The restriction of guns and change of gun laws are a touchy subject. I do not mean to offend anyone or disrespect anyone’s views here; I am only trying to shine some light on a problem that we need to start paying attention to. Some people believe that no matter how many restrictions we place on guns and firearms, no matter how many background checks we have to enable, these criminals will still find a way to acquire these guns. While this may be true, wouldn’t you rather attempt and try to slow down the process they need to endure to obtain these weapons? I, personally, would rather try to fix something and save even just one life instead of ignoring the problem because of some lame excuse like, “My voice doesn’t matter.” All of our voices matter, and together, our voices could be indestructible. Any change toward stricter gun control in this day and age, at this peak of violence and bloodshed, can only push progress and help not hinder.

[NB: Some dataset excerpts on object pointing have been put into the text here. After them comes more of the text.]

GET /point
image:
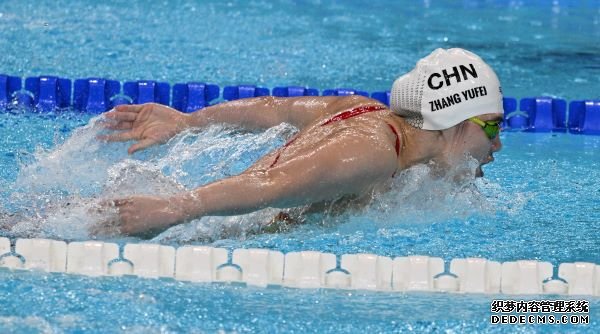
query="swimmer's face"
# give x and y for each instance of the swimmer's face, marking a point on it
(472, 140)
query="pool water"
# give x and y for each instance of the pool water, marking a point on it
(539, 199)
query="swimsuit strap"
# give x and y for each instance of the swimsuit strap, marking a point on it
(342, 116)
(354, 112)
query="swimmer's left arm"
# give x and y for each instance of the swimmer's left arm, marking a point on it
(347, 164)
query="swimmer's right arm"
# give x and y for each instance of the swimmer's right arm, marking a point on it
(268, 111)
(150, 124)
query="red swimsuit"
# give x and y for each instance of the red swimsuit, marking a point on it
(342, 116)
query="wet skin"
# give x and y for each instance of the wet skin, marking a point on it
(348, 158)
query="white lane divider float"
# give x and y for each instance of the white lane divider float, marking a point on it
(307, 269)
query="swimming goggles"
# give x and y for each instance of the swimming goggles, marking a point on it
(491, 128)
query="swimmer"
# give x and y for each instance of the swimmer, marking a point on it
(448, 106)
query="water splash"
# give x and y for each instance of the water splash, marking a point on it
(60, 190)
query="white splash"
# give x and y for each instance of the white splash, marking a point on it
(60, 191)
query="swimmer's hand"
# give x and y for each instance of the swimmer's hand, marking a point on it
(148, 124)
(142, 215)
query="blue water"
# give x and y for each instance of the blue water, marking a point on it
(539, 199)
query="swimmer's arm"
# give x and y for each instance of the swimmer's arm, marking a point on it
(265, 112)
(349, 165)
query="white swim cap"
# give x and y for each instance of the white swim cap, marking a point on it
(446, 88)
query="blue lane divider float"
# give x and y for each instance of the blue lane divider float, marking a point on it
(510, 106)
(383, 97)
(94, 94)
(49, 92)
(192, 96)
(8, 86)
(294, 91)
(344, 92)
(584, 117)
(545, 114)
(231, 93)
(145, 91)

I encourage you to write your hearts out. Write letters to your local congressmen, to your mayors, to your policy makers, to everyone and anyone that will listen, and even the people who won’t. Sign every petition you come across. As long as you stay safe, and obey the law, take it outside and protest on the streets. Write articles, tweet about it, post on Tumblr, do whatever you can possibly do to make your voices be heard. It is time that we as a community, we as a nation, take the next step together. These aren’t just any voices asking for peace anymore; these are the voices of people who do not want to see any more bloodshed, and these are the voices of people who want the right to be who they truly are openly and safely, without the fear of losing their lives for existing.
*If you wanted to skip the gun-talk, you’re welcome to pick back up here.* While Orlando brings up many debates about gun control, restrictions, and violence, I want to make sure that it is not the only thing brought up.
What happened in Orlando was a hate crime. It was a disgusting, homophobic, and violent hate crime. One man saw two men kissing in front of his family, and instead of attempting to understand the differences that strengthen this country, and allow it to be as diverse as it is, he chose to make a decision that he did not have the right to, and destroy the lives of almost a hundred individuals in Pulse Nightclub during the early hours of June 12, 2016.
If you leave this article with anything, leave with this: do not dare forget these victims. Do not erase this mass murder from your minds. Just as you won’t forget those innocent children from Sandy Hook, do not delete the victims from Pulse either. Read the City of Orlando’s list of names and Buzzfeed list of bios. Remember their faces. Spread their stories, not the shooter’s.
If you would like more information about how you can help Orlando directly during this difficult time, you can look here for a list of ways to lend a hand. You can also donate to this GoFundMe on behalf of the Pulse victims. If lending a hand is simply not an option for you at the moment, take a look at the list of candlelight vigils happening in honor of the victims and their families across the country. According to Bustle, the city of Orlando is asking that people located in Orlando refrain from holding vigils as not to deplete the city’s resources.